Une hausse de 50 euros en classe économique

Cette décision intervient alors que le prix du kérosène s’est envolé dans le sillage du conflit impliquant l’Iran. Les compagnies expliquent que cette flambée du carburant les contraint à ajuster leurs prix afin de compenser l’augmentation de leurs coûts d’exploitation.

Concrètement, les passagers devront s’attendre à une augmentation d’environ 50 euros aller-retour en classe économique sur les vols long-courriers. Le groupe Air France-KLM emboîte ainsi le pas à plusieurs compagnies internationales qui ont déjà appliqué des surcharges similaires ces derniers jours.

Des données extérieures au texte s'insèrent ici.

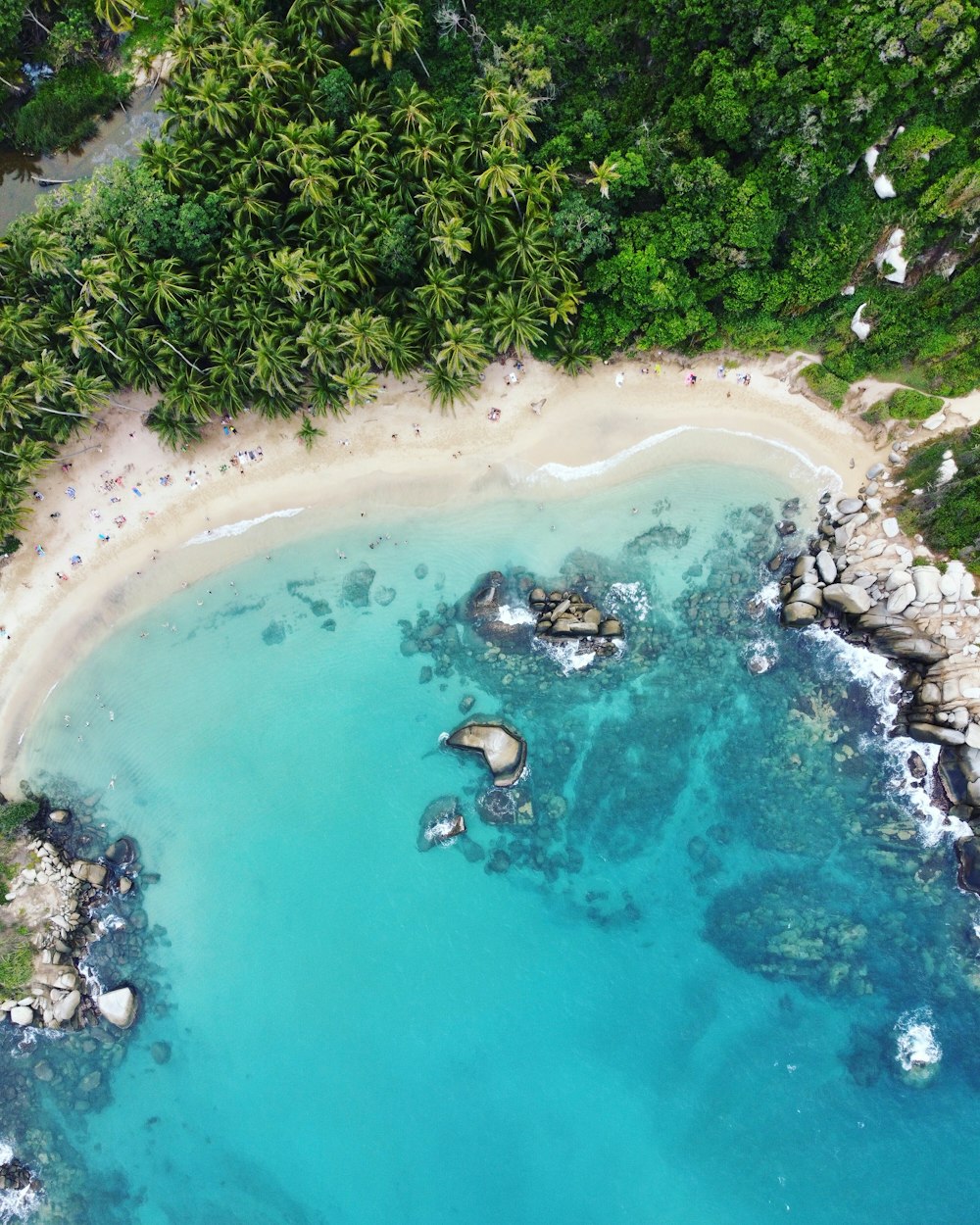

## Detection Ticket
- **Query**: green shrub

D’autres transporteurs desservant les Outre-mer ont également ajusté leurs tarifs. Air Caraïbes et French Bee ont annoncé une hausse modérée pour les billets émis depuis le 11 mars, tandis que Corsair a confirmé avoir pris une décision comparable face à la forte augmentation de sa facture de carburant.

En revanche, la compagnie low-cost Transavia, filiale d’Air France-KLM, n’a pour l’instant pas modifié ses prix mais affirme suivre de près l’évolution de la situation.

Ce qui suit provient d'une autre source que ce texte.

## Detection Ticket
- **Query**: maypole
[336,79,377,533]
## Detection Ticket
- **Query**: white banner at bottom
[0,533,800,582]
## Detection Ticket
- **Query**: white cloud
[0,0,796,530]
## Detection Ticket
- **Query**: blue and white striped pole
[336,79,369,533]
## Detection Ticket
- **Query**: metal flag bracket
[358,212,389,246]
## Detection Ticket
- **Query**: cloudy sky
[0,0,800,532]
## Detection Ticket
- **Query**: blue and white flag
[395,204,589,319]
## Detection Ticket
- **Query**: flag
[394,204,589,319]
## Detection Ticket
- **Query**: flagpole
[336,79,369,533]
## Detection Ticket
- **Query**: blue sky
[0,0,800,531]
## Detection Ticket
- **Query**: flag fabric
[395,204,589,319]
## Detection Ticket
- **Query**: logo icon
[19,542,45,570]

Selon l’indice de référence Platts, le prix du carburant d’aviation a atteint près de 168 dollars le baril le 11 mars, soit environ le double du niveau observé début janvier. Dans le même temps, le baril de Brent, référence mondiale du pétrole, a brièvement dépassé la barre des 100 dollars.

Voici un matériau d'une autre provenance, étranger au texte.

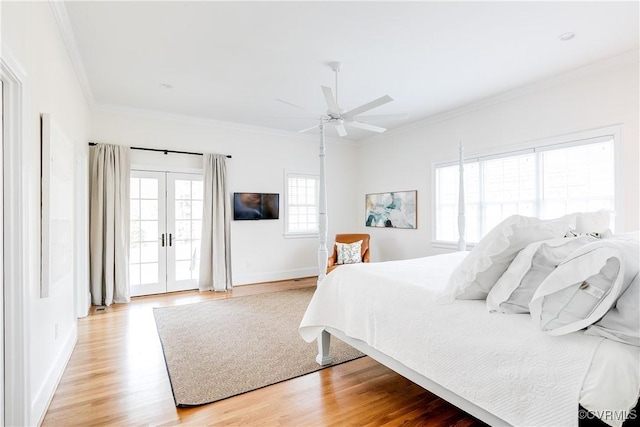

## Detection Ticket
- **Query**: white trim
[0,47,32,425]
[31,322,78,425]
[92,103,348,146]
[360,49,638,145]
[233,266,318,286]
[49,0,95,107]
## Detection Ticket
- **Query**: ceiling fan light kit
[299,62,393,137]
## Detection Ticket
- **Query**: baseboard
[233,267,318,286]
[30,322,78,425]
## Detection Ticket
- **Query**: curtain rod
[89,142,232,159]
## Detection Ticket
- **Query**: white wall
[358,51,640,261]
[2,2,89,425]
[91,111,359,285]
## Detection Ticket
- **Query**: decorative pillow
[585,270,640,347]
[441,215,569,299]
[487,236,597,313]
[529,240,639,335]
[336,240,362,264]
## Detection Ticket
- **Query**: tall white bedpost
[458,141,467,251]
[318,119,329,283]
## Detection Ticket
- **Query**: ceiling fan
[299,62,393,137]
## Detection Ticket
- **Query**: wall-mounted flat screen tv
[233,193,280,221]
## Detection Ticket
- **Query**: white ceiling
[65,1,639,140]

Le kérosène représente une part majeure des dépenses des compagnies aériennes, pouvant atteindre plus d’un quart de leurs coûts d’exploitation. Certaines entreprises tentent toutefois d’amortir le choc grâce à des politiques de couverture, qui consistent à acheter du carburant à prix fixe plusieurs mois à l’avance.

Air France-KLM indique ainsi avoir sécurisé environ 70 % de ses besoins en carburant pour les prochains mois, une stratégie destinée à limiter l’impact immédiat de la flambée des prix sur ses activités.